Este año para mí es un día de la madre especial, el de todas las madres que hemos perdido un hijo, en el seno materno o ya nacido. En este día de alegría y agradecimiento por el don de la maternidad, oigo a Raquel que llora por sus hijos. Inconsolable. Un dolor del tamaño de su amor. Muchas madres, algunas invisibles, lloramos con ella. Y las que abortaron pero no dejaron de ser madres lloran también con nosotras. Y aquellas que sufren la aparente falta de agradecimiento y el olvido.
Para todas hay esperanza. Ni una sola de nuestras lágrimas se ha perdido. Nuestro luto se convertirá en danza. Y un día los abrazaremos para no volvernos a separar. Precisamente por el llanto y la oración de una madre, hay esperanza para el hijo, que volverá a vivir, que volverá de la tierra del enemigo, si es que se fue. Las lágrimas son semilla de vida. No nos ahoguemos en ellas.
«Así habla el Señor: ¡Escuchad! En Ramá se oyen lamentos, llantos de amargura: es Raquel que llora por sus hijos; ella no quiere ser consolada, porque ya no existen» (Jeremías 31,15).

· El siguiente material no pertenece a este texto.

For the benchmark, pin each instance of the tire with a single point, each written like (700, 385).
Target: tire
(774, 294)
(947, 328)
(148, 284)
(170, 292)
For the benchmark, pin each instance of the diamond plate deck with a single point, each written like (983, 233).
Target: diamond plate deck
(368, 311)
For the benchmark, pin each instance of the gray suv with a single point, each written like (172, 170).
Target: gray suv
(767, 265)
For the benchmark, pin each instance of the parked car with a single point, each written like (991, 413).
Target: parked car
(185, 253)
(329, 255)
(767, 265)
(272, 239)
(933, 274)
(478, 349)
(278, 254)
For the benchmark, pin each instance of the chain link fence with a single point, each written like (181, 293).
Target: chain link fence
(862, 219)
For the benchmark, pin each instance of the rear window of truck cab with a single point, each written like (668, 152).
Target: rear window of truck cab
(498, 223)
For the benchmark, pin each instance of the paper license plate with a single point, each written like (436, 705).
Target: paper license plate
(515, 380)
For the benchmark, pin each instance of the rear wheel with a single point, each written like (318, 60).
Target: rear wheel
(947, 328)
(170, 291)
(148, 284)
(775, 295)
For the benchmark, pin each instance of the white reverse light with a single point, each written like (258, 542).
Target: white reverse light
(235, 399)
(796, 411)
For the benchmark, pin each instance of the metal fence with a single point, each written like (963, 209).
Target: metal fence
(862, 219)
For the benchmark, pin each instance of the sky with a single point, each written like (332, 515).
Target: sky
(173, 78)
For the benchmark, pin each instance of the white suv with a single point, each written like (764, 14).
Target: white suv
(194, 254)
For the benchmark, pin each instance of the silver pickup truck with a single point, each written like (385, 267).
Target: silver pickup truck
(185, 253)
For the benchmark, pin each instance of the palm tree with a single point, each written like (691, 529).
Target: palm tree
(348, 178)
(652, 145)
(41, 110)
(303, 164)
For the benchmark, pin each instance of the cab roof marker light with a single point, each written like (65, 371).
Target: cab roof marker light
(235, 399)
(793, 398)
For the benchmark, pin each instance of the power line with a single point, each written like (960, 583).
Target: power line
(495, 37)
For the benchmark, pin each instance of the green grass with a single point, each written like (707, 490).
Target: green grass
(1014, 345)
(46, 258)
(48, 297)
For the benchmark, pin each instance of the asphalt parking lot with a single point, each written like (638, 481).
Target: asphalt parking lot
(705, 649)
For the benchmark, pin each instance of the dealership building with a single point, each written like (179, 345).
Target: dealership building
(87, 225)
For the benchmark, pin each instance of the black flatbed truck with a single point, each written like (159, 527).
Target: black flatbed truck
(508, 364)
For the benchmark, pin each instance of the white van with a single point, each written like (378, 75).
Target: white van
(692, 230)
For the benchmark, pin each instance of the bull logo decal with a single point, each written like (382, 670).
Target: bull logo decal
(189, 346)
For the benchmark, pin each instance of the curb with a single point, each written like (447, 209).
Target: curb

Raquel llora porque siente que sus hijos ya no existen, y ¡cuántas veces sentimos nosotras lo mismo! Nostalgia infinita de poder abrazar sus cuerpos. Una pérdida aparentemente irreparable. Pero nuestros hijos no han dejado de existir, no han desaparecido. Nuestros hijos viven porque nuestro Dios es el Dios de la vida. No es Dios de muertos sino de vivos.
Volverán a tener un cuerpo lleno de vida, un cuerpo glorioso, que será el mismo que gestamos en nuestro vientre. Y podremos observar cada uno de sus rasgos y reconocer los parecidos y la herencia genética que les fue regalada desde el momento de su concepción.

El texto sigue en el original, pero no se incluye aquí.